Daily Musings and Music of a Euromarket Professional

Uncomfortable as it may be, being aware of sitting on a time bomb shouldn't keep us from being able to laugh about it - and to listen to some music!

Daily musings of a euromarket professional


Saturday, 25 February 2012

25 January 2012 – “You Keep Me Hangin' On” (The Supremes , 1966)


25 January 2012 – “You Keep Me Hangin' On” (The Supremes , 1966)

Markets still in kind of “wait-and-see” mode. Risk appetite biased to the downside, given unresolved Greek PSI discussions and lofty levels attained lately. Apple figures were good for a positive Nasdaq close and upbeat Asian session, but eventually you can’t eat iPads and can’t pledge them into the LTRO either, so European gloominess took rapidly hold. German IFO better then expected, but they were already second-guessed as being so, hence the impact was not even positive for a minute. EUR short squeeze running out of steam and correcting to mid 1.29s. Then again, as already yesterday, there’s some resilience in the correction. So nothing very rabid for the moment. Credit drifting. Slow-mow correction. Last set of figures for the day were soft US housing figures, but that’s nothing new. Waiting for FOMC interest rate outlook.

WEF comments start to abound. But as most speeches were probably all already written, it seems doubtful anything fresh and crispy will come from there. New insights maybe…
Baltic Dry now at 784 (-3%). Overcapacity and Chinese New Year or not, both were already foreseeable mid December at 1930 (-59%). Very odd… ECB deposits again a couple of billions lower at EUR 486bn.

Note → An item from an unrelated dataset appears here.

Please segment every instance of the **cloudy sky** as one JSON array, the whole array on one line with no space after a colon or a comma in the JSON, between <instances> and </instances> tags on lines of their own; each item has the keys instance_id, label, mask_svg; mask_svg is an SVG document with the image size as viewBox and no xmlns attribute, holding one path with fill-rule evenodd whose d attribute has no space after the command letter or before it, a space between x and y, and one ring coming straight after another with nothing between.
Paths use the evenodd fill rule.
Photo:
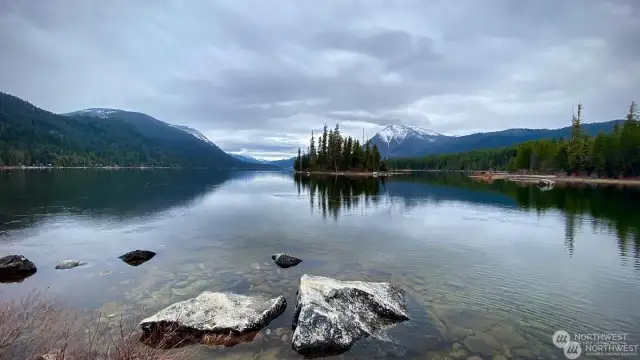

The German 30 YRS auction went extremely well, helped by a little risk aversion, a little bottom-fishing in price (113.20 from a 120 high 2 weeks ago) and in a touch of steeper curve. B/C of 2 with EUR 2.5bn added (no tail). Comes on back of last week’s 50 YRS Austria, yesterday’s (slightly disappointing) Dutch auction and today’s nice and chunky EUR 4bn CADES 2025 issue. Good run for the long end, as 10 YRS Bunds widened to 176 from 161 against 2 YRS since 13 Jan and 10-30 to 64 from 58.

New issue or curve management? Kicking the Guiness can down the road? Ireland managed to switch EUR 3.5bn of Jan 2014 at 98.35/ 4.902% bonds into NEW 5.125% Feb 2015s at 98.20 / 5.15%. Matched prices and amounts.
It ought to ease 2014 redemptions with EUR 11.9bn outstanding on the switch bond (until today’s exchange). While seen as “re-entry” of Ireland into the ring, question is whether this a real investor support or a domestic exercise, given the tight premium paid. The basic EUR swap curve between 2 and 3 YRS already pays 9bp and the 2-4 YRS IRISH spread is about 50 bp, so 25 bp pick-up doesn’t represent a huge premium. Need to know more about participating accounts. Then again, first levels were wider, so someone picked up the offer.

Primary market still on half speed. CADES highlight of the day. Some more EIB supply. ICO, maybe profiting from FADE’s deal being pulled, printing EUR 1.5bn 6 YRS, solely with domestic banks (domestic LTRO consumption?).

Spreads to Germany drifting sideways, periphery a tick softer for choice: Netherlands +28, Finland +39, 10 YRS swaps +48 (+3), France +119 (+3), Austria +142 (+3), Belgium +200 , Spain+342 and Italy +425 (+11).
Portugal in the doldrums again with the whole yield curve about 50 bp wider. While the Greece PSI haggling continues with the ECB trying to avoid being seen as “private” and dragged into cuts, Portugal haircut questions keep popping up.